Show that $H=\{x^2\mid x\in D_n\}$ is a subgroup of $D_n$.

Question

This question was asked in two parts:

Part I: If $G$ is abelian, must $H=\left\{x^n\mid x\in G\right\}$ be a subgroup of $G$?

I said yes:
Let $x^n, y^n\in H$.
Then $(xy)^n=(xy)(xy)\cdots(xy)$ and
$(xy)^n=x^ny^n$ shows $(xy)^n\in H$.
$(x^{-1})^n=x^{-n}=(x^n)^{-1}$ implies $(x^{-1})^n\in H$.
Hence, $H$ is a subgroup of $G$.

Part II: Show that $H=\left\{x^2\mid x\in D_n\right\}$ is a subgroup of $D_n$.

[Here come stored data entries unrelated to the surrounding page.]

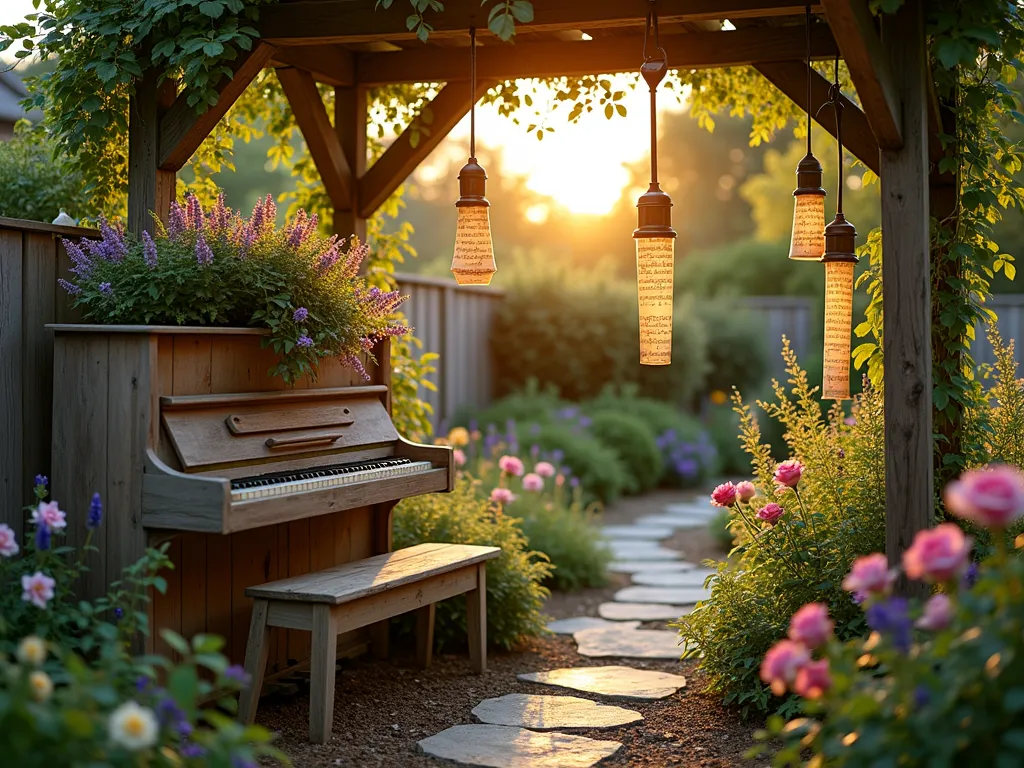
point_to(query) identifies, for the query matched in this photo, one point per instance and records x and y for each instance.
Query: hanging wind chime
(473, 261)
(654, 236)
(809, 211)
(840, 261)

Thinking about it, all elements with a reflection return to the identity element $e$. If $n$ is odd, then $H$ is a cyclic subgroup generated by $R_\frac{360}{n}$. If $n$ is even, then $H$ is also a cyclic subgroup. I know what this subgroup should look like, i.e.: in $D_6$, we have the subgroup $H=\{e, R_{120}, R_{240}\}$. How do I show that this applies for any even $n$?

Answer 1

Note that $D_n$ is a semidirect product $C_n \rtimes C_2$, taking the inverse function as an automorphism. So we have $(a, b)(a,b) = (a^2, b^ab)= (a^2,1)$, so $H$ is a subgroup of $C_n$. Now taking the square is an autormorphism iff $2$ is not a divisor of $n$, in the other case we have $H = C_{\frac{n}{2}}$.

Answer 2

From the proof for the abelian case one can deduce it for the dihedral groups too.

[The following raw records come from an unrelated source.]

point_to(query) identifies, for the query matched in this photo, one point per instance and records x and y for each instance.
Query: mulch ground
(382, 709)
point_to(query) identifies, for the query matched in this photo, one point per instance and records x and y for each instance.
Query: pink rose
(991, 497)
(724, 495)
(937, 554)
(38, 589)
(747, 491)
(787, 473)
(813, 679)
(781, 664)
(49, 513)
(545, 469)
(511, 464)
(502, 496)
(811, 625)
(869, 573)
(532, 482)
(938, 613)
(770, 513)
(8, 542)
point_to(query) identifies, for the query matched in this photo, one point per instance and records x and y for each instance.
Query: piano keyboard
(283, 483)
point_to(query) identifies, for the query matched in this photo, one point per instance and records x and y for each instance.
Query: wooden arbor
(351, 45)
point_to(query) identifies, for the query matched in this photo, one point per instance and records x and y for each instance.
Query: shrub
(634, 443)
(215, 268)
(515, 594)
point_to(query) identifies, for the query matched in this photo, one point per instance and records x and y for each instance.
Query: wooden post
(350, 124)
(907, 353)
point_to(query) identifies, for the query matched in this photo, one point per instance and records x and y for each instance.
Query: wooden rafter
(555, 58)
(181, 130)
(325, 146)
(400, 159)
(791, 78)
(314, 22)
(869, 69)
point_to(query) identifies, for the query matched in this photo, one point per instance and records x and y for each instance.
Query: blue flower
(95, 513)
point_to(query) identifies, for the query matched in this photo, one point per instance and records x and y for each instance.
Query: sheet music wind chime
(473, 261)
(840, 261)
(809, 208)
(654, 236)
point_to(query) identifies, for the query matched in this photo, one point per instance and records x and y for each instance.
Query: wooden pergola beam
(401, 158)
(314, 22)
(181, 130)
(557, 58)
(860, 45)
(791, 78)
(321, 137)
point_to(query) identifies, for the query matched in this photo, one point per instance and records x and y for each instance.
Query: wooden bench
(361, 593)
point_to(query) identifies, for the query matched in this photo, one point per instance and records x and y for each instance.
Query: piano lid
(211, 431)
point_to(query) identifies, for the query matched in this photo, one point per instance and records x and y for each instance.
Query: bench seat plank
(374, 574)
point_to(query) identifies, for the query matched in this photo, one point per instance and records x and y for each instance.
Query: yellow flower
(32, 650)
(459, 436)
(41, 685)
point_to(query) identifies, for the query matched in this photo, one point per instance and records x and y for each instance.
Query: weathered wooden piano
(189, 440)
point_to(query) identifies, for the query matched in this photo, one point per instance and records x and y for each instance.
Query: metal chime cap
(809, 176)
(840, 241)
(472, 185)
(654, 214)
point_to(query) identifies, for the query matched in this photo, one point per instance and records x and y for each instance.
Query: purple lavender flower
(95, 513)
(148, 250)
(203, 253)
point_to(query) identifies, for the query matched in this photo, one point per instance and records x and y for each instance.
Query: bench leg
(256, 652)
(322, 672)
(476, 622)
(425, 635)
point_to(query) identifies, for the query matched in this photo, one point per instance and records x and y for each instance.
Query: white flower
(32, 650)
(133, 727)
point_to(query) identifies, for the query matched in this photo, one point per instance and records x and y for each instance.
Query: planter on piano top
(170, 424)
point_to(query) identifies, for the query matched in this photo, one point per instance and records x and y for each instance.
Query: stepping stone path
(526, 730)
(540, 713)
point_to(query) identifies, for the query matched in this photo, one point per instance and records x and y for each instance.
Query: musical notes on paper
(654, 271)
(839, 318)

First look at all the squares of elements in the cyclic subgroup of index 2 in $D_n$. By the proof for the abelian case this is a subgroup (irrespective of $n$ being odd or even). Now the squares of other elements of $D_n$ give the identity element and so it is the same subgroup.